Intégration : Regroupement familial, allocation mensuelle, PIA et accès au marché de l’emploi

La coalition gouvernementale avait à l’origine présenté un programme ambitieux en matière d’asile et d’intégration. Les années sont passées et nous constatons que, en pratique, les développements dans ces matières sont lents et limités.

Le regroupement familial

L’une des propositions contenue dans l’accord de coalition gouvernementale était d’augmenter les délais de 3 à 6 mois pour qu’une personne ayant obtenu le statut de protection internationale puisse solliciter le regroupement familial des membres de sa famille sans devoir présenter une preuve de logement et des ressources équivalentes au salaire social minimum. Le regroupement familial constitue un droit fondamental, le droit de vivre en famille ! Le Collectif demande que ces délais soient effectivement revus et augmentés à 6 mois.

Allocation mensuelle

Le LFR prône une augmentation des allocations mensuelles pour les DPI, actuellement fixées à 25€/mois, dans le cadre d’un dispositif d’autonomisation des personnes et ceci dès leur arrivée au Luxembourg. Effectivement une telle somme ne permet pas à une personne de vivre dignement.

Une adaptation dudit montant permettrait d’offrir un traitement plus digne aux demandeurs de protection internationale. Le LFR demande que ce montant soit adapté.

PIA (Parcours d’intégration accompagnée)

Le PIA vise à organiser un cadre pour permettre un parcours d’intégration soutenant l’autonomisation des individus et plaçant l’intégration au cœur de l’accueil.

Le Gouvernement a délaissé le développement du PIA qui était initialement organisé essentiellement en trois phases et dont la phase 1 et la phase 2 (en partie) avaient très bien démarré. Malheureusement, nous constatons que la mise en place des phases suivantes de ce plan, notamment la phase 3, qui aurait dû cibler les bénéficiaires de la protection internationale (BPI), en substance s’est arrêtée et nécessite urgemment une nouvelle impulsion.

Le LFR demande la relance de la deuxième phase du PIA, ainsi que la mise en place de la troisième phase du PIA. Le LFR regrette que la société civile ne soit plus impliquée.

L’accès au marché du travail

Une question cruciale liée à l’intégration est celle de l’accès au marché du travail. La méthode nationale a longtemps écarté les DPI en cours de procédure de mesures d’intégration au motif qu’une partie d’entre eux avait vocation à être déboutée. Le LFR est convaincu que cette stratégie doit être revue car elle entraîne l’inactivité forcée et éloigne du marché de l’emploi les personnes qui vont rester dans notre pays.

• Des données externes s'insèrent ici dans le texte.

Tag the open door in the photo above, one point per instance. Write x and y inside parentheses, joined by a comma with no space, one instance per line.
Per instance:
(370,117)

En mars 2019, lors d’une entrevue avec le Ministre du Travail, le LFR avait présenté ses propositions en matière d’accès au marché du travail pour les DPI. Cependant, nous ne constatons aucune évolution, et presque aucun changement n’a été fait à ce jour, alors que cela était également mentionné dans l’accord de coalition. Entre autres, le LFR propose et se bat pour :

• La mise en place d’un diagnostic individualisé des DPI afin d’identifier rapidement leurs compétences et leurs besoins; • L’accès des DPI à des mesures d’activation telles que le travail communautaire, stages en entreprise, volontariat pour les jeunes, etc.; • Une réforme approfondie de l’Autorisation d’occupation temporaire (AOT);
• La suppression de la préférence communautaire pour les DPI, après 12 mois de procédure.